Embracing our incomplete condition opens the artist to possibility, learning, and advancement. It is a humble and honest approach which positions one to cope with the difficulty of life’s complexity. We must have the courage to obliterate our preconceptions occasionally, for the courage to acknowledge our not-knowing creates room for personal development.
Freedom of thought and the expression of one’s mind are essential acts of meaningful being. They are also the highest realization of evolutionary adaptation; conciousness is a unlikely miracle.
Limitation is not a curse. It is useful, functional even! Limitation creates parameters within which we can work. It defines what is and what is not. Limitation makes the discovery of truth possible. It gives us a starting point. It is the place we human entities can meet on the pathway to understanding each-other and living peaceably together. Limitation is the thing we have most in common.

We all operate within a structure of philosophical understanding, whether ill-conceived or well-considered. The hardest answers to the most serious questions are wrapped in so much apparent mystery and preconceived bias, that we end up trading the inconvenience of answering them for what works now. But the penultimate test of the value of one’s world view is the destruction of our own expectations on the universal altar of suffering, loss, and eventually death.
Emotions can help to motivate and direct a painting, but they must be controlled or they can derail the creative process. Paintings can be wild - and energy is key - but without elements of graphic clarity the art loses impact. Emotion can get in the way of painting the same way that it can get in the way of a good physical workout: it can keep you from getting off the couch, it can cause you to give up halfway to - or even a foot from - the finish line. So, you can’t rely on emotions to make art, in fact they often must be overcome.
Move with confidence. You have to trust that inner sense of direction, without overthinking. If you’re over-thinking, planning and plotting - that's a great way to create stiff and lack-luster work. I’d rather chase the unexpected stroke, the creative mark that disables my own expectations. In a way, too much facility is a liability; overtly self-conscious acts generate cheap and artificial solutions.
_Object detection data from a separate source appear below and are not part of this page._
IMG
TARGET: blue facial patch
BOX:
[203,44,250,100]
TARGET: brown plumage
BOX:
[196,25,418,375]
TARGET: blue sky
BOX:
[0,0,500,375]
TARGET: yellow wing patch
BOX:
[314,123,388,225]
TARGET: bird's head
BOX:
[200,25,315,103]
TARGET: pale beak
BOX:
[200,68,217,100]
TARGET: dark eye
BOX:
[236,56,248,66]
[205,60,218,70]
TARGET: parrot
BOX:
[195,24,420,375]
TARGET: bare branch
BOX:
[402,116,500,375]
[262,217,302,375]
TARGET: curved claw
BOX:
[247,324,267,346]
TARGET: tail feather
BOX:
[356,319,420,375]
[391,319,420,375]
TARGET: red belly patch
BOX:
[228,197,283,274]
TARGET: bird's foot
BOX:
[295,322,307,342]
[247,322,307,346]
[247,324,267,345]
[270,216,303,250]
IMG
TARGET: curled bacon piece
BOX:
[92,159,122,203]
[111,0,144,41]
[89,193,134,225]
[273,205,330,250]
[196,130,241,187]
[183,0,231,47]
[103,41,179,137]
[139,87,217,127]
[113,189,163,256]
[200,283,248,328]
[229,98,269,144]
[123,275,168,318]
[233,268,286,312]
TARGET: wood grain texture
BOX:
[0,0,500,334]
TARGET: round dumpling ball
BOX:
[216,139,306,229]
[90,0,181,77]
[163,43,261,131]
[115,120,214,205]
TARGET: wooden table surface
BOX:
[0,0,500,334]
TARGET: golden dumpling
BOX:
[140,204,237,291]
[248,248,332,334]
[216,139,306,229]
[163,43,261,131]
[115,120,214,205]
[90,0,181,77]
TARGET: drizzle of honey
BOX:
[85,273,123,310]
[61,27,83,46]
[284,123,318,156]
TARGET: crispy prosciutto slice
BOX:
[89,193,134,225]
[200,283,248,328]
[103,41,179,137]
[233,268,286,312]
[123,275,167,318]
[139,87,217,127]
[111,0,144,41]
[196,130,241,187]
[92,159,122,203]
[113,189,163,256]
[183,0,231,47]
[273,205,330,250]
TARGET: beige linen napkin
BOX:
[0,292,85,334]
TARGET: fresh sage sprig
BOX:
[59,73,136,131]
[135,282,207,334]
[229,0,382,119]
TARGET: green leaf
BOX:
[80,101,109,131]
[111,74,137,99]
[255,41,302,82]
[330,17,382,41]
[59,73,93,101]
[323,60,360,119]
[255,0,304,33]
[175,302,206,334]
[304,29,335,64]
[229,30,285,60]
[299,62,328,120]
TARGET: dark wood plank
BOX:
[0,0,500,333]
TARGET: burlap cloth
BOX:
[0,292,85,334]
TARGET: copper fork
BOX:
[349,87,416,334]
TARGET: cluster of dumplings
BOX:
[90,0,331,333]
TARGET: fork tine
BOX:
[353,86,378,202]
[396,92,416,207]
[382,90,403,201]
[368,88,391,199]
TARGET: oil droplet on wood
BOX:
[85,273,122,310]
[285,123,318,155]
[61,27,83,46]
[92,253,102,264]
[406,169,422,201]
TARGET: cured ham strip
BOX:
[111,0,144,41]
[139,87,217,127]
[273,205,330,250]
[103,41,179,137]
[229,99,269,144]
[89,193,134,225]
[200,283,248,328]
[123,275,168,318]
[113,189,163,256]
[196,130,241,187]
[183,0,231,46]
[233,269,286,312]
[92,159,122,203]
All painting is derivative whether you want it to be or not. The door has been blown wide open in the last 150 years and there is nothing new under the sun. That doesn’t mean that there’s nothing left to paint. It does mean that there are no longer any rules left to break. At least, not in the West. And, what a great thing, as it means you can paint what you want, how you want, according to what interests you, according to how you see, think, and/or feel. And, it can be “art” and important and uniquely yours. Just think about Picasso doing his thing in the middle of the 15th century! He would have been condemned as a witch and beheaded. We’ve got real progress here, and if there is an inevitable tie back to one trailblazer or another, so much the better for us all. We should thank our lucky stars for them and get busy.
How do you know when a painting is done? It is hard to say, because while it is subjective, I “know” when I am done. I am continuously looking for the point where I can no longer add excitement or interest to the picture without losing ground. It is like having a long conversation with a good friend that eventually exhausts itself. It isn’t that I have achieved what I set out to do, it is that the painting itself simply does not need my input anymore.

I approach a painting with faith that I will ultimately get it to work. This was not always the case. When you’re learning the ropes as an artist, it takes a while to figure out what you do. I don’t mean a settling on a gimmick, but developing confidence in your own voice, your own graphic language. Your early period should be one of insecurity as you search it out. Research artists and art history. Experiment! You will become confident eventually. That’s good, because as your confidence grows, you will need it to help drive you past those moments when things fall apart while working on a picture.